“Don’t spit down my back and tell me it’s raining.”
— Kami Garcia
After the Fed announced a .75 point hike in the overnight rate, the Dow gave market watchers whiplash. In the first 20 minutes the index dropped over 330 points. Twenty five minutes after that it had recovered over 500 points. Then, it tanked again… by the close the DJIA has lost 522 points on the day, down 1.7%.
Just goes to show we’re not out of the riptide, yet. In fact, we’re likely getting sucked into deeper water. Rising interest rates in a world full of debt can be deadly. Especially to the corporate moribund.
“Look at the large debt ratios of corporations and governments,” wrote the perspicacious Nouriel Roubini – the ominous Dr. Doom – in Bloomberg yesterday. “As rates rise and debt servicing costs increase, many zombie institutions, zombie households, corporates, banks, shadow banks and zombie countries are going to die.”
Persistent inflation in wages and the service sector will mean the Fed will “probably have no choice” but to hike more.
“We’ll see who’s swimming naked,” Roubini paraphrases the oft-referenced Warren Buffet.
Investors collectively holding their breath. (source: Dave Smith)
Not long after the 2008 financial crisis, Bethany McClean, then writing for Fortune magazine, called me on the telephone.
Mrs. McClean wanted to know, after the collapse of the housing market, how we fared through it all. She was doing a feature on those who got the story right. One example she used to illustrate her angle was the noteworthy parties Nouriel Roubini was throwing in New York City. Plus, my book, The Empire of Debt.
Roubini is now forecasting a similar collapse. Only this time it’s worse. Time to giddy-up “The Armageddon Gang.”
“At some point, America’s debts will be incinerated by inflation,” Bill Bonner and I surmised in our co-authored book Empire of Debt.
Of course, we thought the incineration would begin long before 2022.
But, as the saying goes, “What comes around goes around.” In financial markets – like politics and love and other all-too-human relationships – people make the same mistakes over and over (and over) again.
The government and the Fed are “running out of fiscal bullets,” says Roubini. And now “if you do fiscal stimulus, you’re overheating the aggregate demand.”
“This is really moving into restrictive monetary policy territory,” comments Diane Swonk, Chief Economist at KPMG US. “We will be moving into no man’s land. Their goal is for a prolonged slowdown that grinds inflation slowly down and only gradually increases the unemployment rate.”
Seems like most economists are hopping on the next wagon out of town.
That being said… one truth remains in America today: The consumer will spend.
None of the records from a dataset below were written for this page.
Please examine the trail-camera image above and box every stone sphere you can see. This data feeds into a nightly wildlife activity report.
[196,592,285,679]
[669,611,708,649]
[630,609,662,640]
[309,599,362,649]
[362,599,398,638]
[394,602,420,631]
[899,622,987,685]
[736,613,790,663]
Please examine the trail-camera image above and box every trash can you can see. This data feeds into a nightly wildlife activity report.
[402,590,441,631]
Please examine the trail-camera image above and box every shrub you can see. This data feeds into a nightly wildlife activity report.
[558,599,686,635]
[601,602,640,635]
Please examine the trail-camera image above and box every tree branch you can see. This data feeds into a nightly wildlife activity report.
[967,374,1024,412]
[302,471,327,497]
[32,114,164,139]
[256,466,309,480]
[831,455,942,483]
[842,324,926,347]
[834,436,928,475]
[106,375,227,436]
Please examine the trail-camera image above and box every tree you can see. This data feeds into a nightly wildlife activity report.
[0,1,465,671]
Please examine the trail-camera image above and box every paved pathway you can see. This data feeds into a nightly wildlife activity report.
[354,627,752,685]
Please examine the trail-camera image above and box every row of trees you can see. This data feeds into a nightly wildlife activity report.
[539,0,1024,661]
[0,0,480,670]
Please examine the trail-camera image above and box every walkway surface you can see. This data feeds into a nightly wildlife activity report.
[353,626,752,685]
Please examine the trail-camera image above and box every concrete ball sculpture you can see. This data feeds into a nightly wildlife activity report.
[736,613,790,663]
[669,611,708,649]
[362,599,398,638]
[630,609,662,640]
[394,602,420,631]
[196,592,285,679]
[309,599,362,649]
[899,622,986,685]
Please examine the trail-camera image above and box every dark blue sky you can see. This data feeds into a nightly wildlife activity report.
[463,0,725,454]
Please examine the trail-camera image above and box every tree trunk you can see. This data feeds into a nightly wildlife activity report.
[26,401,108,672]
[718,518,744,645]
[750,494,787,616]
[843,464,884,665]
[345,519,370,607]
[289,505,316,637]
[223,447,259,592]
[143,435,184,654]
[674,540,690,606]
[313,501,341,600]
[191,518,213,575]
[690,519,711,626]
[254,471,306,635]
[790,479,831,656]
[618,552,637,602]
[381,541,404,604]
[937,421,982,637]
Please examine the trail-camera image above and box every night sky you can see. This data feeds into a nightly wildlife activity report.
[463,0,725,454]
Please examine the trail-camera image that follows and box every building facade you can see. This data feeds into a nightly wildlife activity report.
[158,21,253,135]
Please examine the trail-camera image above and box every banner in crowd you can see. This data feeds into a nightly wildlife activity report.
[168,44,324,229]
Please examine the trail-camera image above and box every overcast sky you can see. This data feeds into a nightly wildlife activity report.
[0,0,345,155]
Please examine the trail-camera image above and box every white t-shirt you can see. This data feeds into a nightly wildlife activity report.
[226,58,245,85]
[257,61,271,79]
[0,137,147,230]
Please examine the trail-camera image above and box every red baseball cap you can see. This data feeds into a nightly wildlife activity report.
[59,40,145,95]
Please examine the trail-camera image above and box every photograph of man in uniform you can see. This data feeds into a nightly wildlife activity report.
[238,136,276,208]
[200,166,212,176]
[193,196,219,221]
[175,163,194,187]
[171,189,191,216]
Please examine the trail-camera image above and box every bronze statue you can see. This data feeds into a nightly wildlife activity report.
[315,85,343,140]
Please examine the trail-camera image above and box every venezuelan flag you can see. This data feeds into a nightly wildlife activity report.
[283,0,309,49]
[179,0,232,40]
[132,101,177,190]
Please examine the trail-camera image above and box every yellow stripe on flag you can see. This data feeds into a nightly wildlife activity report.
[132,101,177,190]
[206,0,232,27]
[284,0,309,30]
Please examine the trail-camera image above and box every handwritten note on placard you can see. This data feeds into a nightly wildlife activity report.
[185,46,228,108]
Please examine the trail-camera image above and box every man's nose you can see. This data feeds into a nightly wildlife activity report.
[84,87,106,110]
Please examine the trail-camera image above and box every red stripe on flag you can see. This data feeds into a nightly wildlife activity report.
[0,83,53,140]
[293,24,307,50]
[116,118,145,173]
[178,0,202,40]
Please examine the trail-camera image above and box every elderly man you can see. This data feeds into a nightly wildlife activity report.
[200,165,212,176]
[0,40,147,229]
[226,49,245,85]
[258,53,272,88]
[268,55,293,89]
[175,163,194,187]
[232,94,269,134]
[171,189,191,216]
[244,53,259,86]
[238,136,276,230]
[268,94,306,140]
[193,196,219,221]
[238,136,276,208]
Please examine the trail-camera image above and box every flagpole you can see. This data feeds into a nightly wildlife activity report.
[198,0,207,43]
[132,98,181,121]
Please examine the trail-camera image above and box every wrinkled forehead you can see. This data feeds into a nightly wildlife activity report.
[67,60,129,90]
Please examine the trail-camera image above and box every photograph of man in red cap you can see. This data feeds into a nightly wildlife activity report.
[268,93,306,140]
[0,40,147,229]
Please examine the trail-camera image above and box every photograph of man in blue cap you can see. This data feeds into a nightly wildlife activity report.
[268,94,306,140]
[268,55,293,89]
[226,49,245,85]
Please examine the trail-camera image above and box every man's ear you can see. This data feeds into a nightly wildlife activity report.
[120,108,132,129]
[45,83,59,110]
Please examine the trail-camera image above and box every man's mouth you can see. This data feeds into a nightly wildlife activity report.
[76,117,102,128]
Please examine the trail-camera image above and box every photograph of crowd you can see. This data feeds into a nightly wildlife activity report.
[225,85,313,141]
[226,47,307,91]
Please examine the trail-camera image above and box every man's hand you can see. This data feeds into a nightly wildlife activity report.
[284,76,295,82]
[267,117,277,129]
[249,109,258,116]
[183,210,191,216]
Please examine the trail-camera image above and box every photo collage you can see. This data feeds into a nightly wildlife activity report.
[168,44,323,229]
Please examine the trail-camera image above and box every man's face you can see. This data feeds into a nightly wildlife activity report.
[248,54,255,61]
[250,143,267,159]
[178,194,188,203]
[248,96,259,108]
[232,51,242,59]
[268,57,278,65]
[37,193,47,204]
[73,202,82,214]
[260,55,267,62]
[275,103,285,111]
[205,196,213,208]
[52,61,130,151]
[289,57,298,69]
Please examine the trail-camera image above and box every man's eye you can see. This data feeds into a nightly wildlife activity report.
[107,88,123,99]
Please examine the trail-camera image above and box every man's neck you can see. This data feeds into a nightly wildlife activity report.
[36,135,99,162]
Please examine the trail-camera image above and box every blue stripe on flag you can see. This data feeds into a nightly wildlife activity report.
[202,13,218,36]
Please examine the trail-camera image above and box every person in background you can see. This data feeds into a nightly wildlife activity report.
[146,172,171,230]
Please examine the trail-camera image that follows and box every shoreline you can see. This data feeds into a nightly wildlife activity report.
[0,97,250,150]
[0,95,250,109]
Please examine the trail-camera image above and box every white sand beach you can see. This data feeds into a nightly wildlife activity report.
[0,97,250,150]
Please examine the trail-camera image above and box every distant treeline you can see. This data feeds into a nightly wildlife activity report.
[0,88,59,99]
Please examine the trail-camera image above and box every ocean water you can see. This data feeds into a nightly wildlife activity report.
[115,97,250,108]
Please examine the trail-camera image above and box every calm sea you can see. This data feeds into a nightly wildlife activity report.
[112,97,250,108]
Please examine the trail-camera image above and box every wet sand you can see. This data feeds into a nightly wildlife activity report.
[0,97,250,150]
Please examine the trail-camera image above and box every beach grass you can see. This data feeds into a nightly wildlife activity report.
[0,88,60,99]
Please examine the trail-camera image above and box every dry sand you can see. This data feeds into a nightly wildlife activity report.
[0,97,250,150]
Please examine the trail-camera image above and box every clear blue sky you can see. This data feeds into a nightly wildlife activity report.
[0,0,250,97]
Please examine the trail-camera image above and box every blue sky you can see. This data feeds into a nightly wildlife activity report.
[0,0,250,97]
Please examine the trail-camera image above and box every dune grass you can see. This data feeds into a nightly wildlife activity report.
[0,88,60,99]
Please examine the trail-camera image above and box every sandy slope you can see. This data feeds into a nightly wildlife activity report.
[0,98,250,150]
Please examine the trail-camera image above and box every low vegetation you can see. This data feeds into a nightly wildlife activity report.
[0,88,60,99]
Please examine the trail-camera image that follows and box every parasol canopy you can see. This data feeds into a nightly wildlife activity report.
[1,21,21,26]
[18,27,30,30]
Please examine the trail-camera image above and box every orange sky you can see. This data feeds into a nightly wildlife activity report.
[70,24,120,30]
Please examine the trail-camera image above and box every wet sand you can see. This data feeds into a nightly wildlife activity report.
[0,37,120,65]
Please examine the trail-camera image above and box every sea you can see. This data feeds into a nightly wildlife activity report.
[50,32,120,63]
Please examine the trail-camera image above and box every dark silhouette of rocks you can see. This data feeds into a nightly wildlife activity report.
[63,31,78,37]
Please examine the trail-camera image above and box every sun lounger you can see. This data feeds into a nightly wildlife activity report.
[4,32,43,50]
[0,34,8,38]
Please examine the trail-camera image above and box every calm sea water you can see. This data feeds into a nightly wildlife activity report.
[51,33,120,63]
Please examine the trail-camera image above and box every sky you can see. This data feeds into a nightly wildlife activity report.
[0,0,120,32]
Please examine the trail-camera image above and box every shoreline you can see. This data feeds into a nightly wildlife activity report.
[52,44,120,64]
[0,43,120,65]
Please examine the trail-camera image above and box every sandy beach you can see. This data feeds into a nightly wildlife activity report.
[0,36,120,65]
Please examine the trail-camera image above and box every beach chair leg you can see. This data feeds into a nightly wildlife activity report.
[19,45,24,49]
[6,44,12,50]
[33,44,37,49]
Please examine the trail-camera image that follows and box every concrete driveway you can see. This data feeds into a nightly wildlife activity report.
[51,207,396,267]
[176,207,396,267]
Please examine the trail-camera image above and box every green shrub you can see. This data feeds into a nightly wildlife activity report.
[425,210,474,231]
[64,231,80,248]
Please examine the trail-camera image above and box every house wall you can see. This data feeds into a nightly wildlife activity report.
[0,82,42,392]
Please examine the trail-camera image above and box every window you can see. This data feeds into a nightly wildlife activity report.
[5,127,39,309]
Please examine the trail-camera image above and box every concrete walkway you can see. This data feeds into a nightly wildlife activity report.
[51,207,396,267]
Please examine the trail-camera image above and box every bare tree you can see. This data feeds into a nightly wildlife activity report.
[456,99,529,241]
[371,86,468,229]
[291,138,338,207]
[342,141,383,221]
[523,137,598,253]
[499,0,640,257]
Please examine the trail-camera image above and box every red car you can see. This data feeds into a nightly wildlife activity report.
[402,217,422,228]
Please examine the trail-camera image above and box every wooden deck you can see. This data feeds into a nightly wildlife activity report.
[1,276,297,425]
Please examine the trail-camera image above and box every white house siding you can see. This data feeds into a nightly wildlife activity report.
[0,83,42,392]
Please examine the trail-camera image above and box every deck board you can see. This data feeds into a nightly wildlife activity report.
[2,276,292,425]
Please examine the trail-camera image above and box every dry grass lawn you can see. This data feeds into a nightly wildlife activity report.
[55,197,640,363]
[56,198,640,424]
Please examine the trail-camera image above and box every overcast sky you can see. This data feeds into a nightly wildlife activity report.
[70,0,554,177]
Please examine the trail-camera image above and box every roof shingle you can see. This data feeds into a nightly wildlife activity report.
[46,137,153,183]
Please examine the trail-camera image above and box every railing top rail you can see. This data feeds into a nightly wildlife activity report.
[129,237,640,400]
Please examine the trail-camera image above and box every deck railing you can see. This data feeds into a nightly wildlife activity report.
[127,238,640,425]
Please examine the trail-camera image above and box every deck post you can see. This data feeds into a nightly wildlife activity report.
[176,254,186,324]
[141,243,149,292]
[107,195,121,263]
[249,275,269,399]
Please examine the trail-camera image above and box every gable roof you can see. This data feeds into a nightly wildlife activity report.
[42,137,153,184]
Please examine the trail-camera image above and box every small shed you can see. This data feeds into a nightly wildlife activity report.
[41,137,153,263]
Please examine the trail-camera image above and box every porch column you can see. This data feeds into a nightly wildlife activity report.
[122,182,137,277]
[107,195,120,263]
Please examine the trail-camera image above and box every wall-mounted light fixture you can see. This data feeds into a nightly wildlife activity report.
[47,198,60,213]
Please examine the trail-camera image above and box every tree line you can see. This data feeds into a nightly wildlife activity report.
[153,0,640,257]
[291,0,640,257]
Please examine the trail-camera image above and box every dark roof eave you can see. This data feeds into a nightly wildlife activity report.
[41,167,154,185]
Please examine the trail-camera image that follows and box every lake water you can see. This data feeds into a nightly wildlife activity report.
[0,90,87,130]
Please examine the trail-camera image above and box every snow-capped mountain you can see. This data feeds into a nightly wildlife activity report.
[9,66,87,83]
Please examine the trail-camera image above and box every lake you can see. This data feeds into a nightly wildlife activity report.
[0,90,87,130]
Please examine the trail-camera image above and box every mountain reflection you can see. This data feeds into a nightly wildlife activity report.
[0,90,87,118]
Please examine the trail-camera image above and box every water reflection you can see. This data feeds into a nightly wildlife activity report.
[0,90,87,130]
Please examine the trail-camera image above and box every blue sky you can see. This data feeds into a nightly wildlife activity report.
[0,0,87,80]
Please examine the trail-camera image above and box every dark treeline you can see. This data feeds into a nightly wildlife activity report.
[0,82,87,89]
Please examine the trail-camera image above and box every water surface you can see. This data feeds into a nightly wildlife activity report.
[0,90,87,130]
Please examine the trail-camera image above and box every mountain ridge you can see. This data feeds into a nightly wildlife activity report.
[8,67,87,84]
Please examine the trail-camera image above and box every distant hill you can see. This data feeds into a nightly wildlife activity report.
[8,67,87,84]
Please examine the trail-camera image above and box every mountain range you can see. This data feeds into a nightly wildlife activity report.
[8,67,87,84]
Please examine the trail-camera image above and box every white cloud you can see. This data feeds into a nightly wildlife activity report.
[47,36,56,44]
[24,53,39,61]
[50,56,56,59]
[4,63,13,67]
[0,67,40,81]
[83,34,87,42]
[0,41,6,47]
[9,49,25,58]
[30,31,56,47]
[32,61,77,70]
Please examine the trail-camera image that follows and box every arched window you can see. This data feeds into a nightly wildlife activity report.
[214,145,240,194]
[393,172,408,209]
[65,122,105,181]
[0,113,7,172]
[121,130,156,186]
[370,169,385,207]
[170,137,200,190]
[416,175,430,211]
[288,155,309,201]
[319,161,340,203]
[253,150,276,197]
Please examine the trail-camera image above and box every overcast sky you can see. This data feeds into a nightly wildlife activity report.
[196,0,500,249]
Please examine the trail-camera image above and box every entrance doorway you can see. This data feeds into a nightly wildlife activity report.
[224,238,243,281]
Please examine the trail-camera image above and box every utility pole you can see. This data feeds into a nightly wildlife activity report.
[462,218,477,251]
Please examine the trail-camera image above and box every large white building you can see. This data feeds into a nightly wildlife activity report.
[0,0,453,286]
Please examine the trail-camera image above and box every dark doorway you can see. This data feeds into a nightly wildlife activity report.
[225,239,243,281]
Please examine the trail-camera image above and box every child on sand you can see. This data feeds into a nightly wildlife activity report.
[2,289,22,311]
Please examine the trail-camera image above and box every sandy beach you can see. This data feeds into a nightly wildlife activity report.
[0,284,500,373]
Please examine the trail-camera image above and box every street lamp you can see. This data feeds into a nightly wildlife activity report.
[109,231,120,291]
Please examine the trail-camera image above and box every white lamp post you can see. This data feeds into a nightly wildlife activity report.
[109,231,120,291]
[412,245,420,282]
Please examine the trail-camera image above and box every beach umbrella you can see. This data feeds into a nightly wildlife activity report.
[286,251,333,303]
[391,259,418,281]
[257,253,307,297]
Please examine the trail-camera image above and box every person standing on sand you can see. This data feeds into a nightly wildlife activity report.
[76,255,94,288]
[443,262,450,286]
I call it “The Recession That Wasn’t” in the Demise of the Dollar. In essence, the Fed cannot control prices. They can only attempt to slow down consumer demand in what is coming to be known by an awful oxymoron – “the Growth Recession.”
The conflict that Roubini presents… despite Fed rate hikes and the like, the spender will spend. And that only drives inflation higher.
So will we see Dow 20,000? And continue to Fed-watch for the next three years?
What a whirlwind Hump Day. More to come this week. Stay tuned.
P.S. Regardless of our short term analysis of the markets, we are suffering from what Bill Bonner calls “inflation psychosis.”
“This is something bigger,” Bill continues:
You can’t analyze this phenomenon the same way you can analyze a financial cycle because it’s largely psychological. It’s a group think. It’s collective impulses, and so on.
You end up with a situation where empires inevitably go bad. Then you look to try to find out how they’re going bad, why they’re going bad, when they’re going bad. And that’s what you do. And you still don’t really know.
“I mean, theoretically,” Mr. Bonner concludes, “we could control it, but we can’t really because what happens is an empire becomes powerful, and the power corrupts the people who run the empire.”